An estimated 12.7% of Hawaii’s 1.4 million residents have been fully vaccinated and 21% have received at least one dose, state health data shows. DOH spokesman Brooks Baehr added that the per capita number of those immunized is artificially low because the state’s 1.4 million population includes some 300,000 children 15 and younger not eligible for the vaccine and the military, which is not reflected in the state’s counts.

“As good as the numbers look, we’re doing even better,” he said.

As vaccinations increase, Oahu has moved into the less-restrictive Tier 3 of the four-tier economic recovery plan. Tier 3 permits social and outdoor recreational gatherings of up to 10 people, and lets restaurants seat 10 people at a table, up from five. Honolulu Mayor Rick Blangiardi recently modified Tier 3 to allow bars to reopen under the same conditions as restaurants and delay the curfew until midnight.

“It does pose some risk, but our most vulnerable population has been vaccinated and these are calculated risk-benefit decisions,” Green said. “The truth is our positivity rate is very low, which means the viral load is very low on the island so it’s harder to catch COVID. We have the lowest case rate and lowest fatality rate in the country so it stands to reason that we’re able to open up now.”

Tier 4, allowing gatherings of up to 25 people, could be a few weeks away if Oahu’s positivity rate drops to less than 1% and the seven-day average case count falls below 20 per day.

“Within two to four weeks is very possible. On the whole it’s safer and the hospital numbers are down to 23 people,” he said. “The last time it was consistently that low was in June before the first surge.”

An estimated 500 people on Oahu are COVID-19 positive of the 708 active cases statewide, or about 5 people per 10,000.

However, the state recently detected more contagious variants circulating in the islands, posing a threat to even those who have been inoculated.

“Though the viral load is very low an unlucky break could start a small fire. That’s why we still encourage people to wear a mask if they’re in public, even if they’re vaccinated,” Green said.

The state’s pre-travel testing program has been “utterly safe,” with Hawaii seeing 20,000 travelers over the weekend. The next step sometime in May will be issuing vaccine passports, he said.

But health officials caution that vigilance must remain in order to move forward in the economic recovery.

“People don’t seem to be as cautious right now. We’re seeing huge increases in visitor numbers. And it’s not just visitors, it’s also returning residents. People are out and about,” Char said. “There is an upswing in the number of COVID infections in many parts of Europe including Italy, France and Germany. We’re seeing the numbers trending upwards in Brazil, India, parts of the Middle East, including Iran and the Ukraine. We really need to be cautious so that doesn’t happen here.”

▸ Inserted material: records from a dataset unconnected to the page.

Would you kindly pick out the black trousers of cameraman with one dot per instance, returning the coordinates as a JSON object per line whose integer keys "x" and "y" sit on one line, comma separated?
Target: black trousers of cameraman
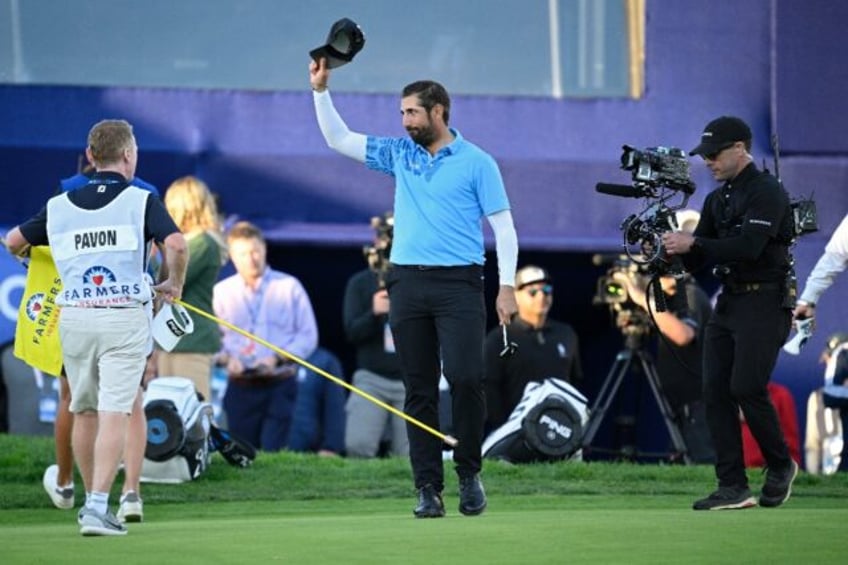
{"x": 741, "y": 344}
{"x": 438, "y": 321}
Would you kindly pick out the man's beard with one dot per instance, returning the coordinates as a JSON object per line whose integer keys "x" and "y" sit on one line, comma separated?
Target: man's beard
{"x": 424, "y": 136}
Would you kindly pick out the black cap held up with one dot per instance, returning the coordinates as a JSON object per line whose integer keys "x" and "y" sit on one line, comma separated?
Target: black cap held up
{"x": 344, "y": 41}
{"x": 722, "y": 133}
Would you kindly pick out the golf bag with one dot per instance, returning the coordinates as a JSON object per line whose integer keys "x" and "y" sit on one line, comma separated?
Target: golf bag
{"x": 546, "y": 425}
{"x": 178, "y": 427}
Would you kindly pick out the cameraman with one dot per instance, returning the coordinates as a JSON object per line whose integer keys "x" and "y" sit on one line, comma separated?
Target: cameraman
{"x": 366, "y": 325}
{"x": 680, "y": 348}
{"x": 746, "y": 228}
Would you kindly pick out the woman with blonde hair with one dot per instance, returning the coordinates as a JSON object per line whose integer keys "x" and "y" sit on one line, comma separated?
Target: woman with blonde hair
{"x": 193, "y": 208}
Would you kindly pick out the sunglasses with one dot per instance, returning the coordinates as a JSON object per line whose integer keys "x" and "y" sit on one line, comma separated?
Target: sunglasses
{"x": 714, "y": 155}
{"x": 547, "y": 290}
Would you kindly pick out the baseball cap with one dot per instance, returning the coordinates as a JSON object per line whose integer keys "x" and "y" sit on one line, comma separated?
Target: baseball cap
{"x": 530, "y": 274}
{"x": 720, "y": 133}
{"x": 344, "y": 41}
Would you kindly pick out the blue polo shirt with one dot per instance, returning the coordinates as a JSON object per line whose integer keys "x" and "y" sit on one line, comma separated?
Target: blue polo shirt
{"x": 440, "y": 200}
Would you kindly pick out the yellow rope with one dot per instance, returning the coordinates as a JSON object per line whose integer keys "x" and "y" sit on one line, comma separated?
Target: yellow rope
{"x": 452, "y": 441}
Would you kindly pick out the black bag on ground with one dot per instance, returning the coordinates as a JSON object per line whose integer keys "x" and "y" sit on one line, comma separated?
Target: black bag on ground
{"x": 546, "y": 425}
{"x": 178, "y": 427}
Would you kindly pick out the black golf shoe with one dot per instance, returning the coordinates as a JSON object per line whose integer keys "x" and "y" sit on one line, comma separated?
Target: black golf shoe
{"x": 778, "y": 486}
{"x": 430, "y": 503}
{"x": 472, "y": 497}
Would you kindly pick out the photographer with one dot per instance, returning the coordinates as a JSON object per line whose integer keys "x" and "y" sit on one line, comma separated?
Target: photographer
{"x": 366, "y": 324}
{"x": 680, "y": 347}
{"x": 545, "y": 348}
{"x": 746, "y": 227}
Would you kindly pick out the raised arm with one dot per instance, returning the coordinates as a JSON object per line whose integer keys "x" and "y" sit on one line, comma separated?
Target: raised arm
{"x": 336, "y": 132}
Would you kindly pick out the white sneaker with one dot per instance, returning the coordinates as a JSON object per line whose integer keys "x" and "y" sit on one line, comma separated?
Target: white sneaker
{"x": 62, "y": 497}
{"x": 132, "y": 508}
{"x": 94, "y": 524}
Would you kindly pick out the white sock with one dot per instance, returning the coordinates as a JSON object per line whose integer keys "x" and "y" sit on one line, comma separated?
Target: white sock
{"x": 99, "y": 501}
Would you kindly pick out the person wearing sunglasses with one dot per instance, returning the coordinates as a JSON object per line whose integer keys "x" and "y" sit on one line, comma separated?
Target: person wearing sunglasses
{"x": 745, "y": 230}
{"x": 533, "y": 348}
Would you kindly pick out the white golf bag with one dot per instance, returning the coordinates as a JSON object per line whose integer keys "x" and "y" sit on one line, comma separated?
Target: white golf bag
{"x": 546, "y": 425}
{"x": 178, "y": 426}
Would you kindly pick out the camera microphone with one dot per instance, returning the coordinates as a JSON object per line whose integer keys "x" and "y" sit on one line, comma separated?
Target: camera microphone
{"x": 599, "y": 259}
{"x": 624, "y": 190}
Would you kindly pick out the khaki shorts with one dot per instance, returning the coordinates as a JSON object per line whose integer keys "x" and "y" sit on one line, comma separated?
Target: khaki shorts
{"x": 105, "y": 352}
{"x": 194, "y": 366}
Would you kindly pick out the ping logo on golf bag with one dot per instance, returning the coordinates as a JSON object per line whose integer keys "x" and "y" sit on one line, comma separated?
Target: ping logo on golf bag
{"x": 546, "y": 425}
{"x": 175, "y": 328}
{"x": 178, "y": 428}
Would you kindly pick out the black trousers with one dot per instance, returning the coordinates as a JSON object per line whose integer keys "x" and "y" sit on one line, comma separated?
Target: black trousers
{"x": 438, "y": 321}
{"x": 741, "y": 344}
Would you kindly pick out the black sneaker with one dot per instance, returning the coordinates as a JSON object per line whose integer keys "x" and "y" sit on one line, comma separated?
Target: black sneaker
{"x": 726, "y": 498}
{"x": 472, "y": 498}
{"x": 430, "y": 503}
{"x": 778, "y": 486}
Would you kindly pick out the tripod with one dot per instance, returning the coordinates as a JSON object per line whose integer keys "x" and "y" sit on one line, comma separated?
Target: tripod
{"x": 624, "y": 364}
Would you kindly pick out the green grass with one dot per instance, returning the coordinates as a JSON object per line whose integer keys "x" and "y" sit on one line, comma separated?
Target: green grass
{"x": 295, "y": 508}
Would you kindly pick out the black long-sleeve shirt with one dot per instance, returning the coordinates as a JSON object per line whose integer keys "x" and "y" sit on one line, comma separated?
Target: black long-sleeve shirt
{"x": 745, "y": 225}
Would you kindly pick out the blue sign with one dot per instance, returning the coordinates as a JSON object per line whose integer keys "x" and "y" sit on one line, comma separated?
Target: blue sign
{"x": 12, "y": 284}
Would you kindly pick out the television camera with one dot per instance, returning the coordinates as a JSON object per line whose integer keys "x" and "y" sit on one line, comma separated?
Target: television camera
{"x": 658, "y": 175}
{"x": 377, "y": 254}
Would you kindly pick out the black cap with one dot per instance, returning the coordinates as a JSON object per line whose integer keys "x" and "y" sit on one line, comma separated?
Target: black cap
{"x": 344, "y": 41}
{"x": 722, "y": 133}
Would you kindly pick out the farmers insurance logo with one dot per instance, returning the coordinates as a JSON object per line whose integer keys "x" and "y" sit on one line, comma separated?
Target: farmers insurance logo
{"x": 35, "y": 305}
{"x": 98, "y": 275}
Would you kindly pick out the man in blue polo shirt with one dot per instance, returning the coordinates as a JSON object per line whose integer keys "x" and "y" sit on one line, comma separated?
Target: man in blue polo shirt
{"x": 444, "y": 186}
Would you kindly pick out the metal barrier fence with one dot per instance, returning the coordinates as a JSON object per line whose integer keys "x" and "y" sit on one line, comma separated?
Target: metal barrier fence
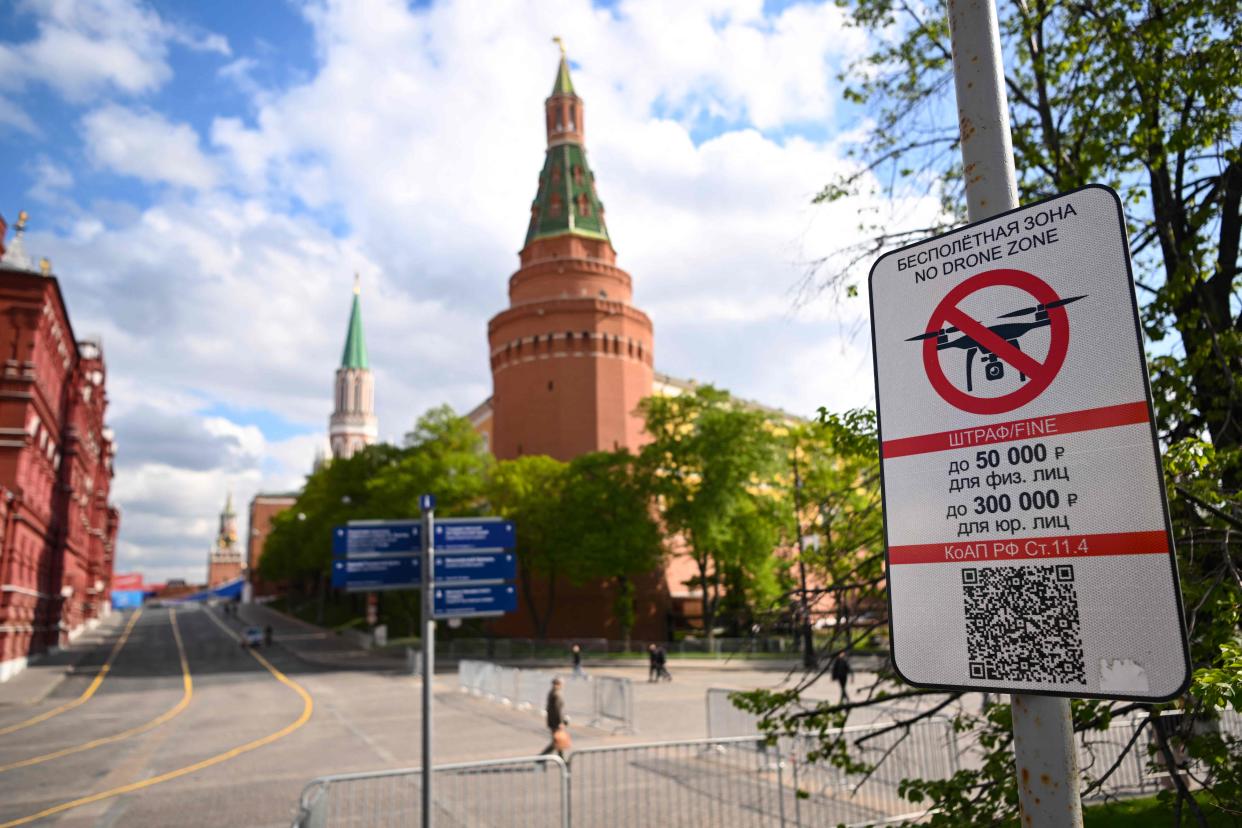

Health officials recorded 69 new coronavirus infections, bringing the state’s total since the start of the pandemic to 28,421 cases. The statewide death toll remains at 451 with no new COVID-19 deaths reported.

The new cases include 38 on Oahu, 23 on Maui, four on Hawaii island, one on Lanai and three Hawaii residents diagnosed outside the state, according to health officials. As a result of updated information, state health officials recategorized one case from outside the state to Maui in the count.

The statistics released Wednesday reflect the new infection cases reported to the department on Monday.

Meanwhile, the Queen’s Medical Center is opening a mass COVID-19 vaccination clinic at its West Oahu campus on March 24, adding to those at the Blaisdell Concert Hall and Pier 2.

“We’re decreasing our viral load in society by a lot. Every person that doesn’t carry the disease is one less potential spreading event. This is the last stage before we fall into the very rare COVID stage where there are a few cases anywhere,” Green said. “We’re at the threshold. We’re the safest in the country right now and we don’t want people to go much longer without jobs or economic hope.”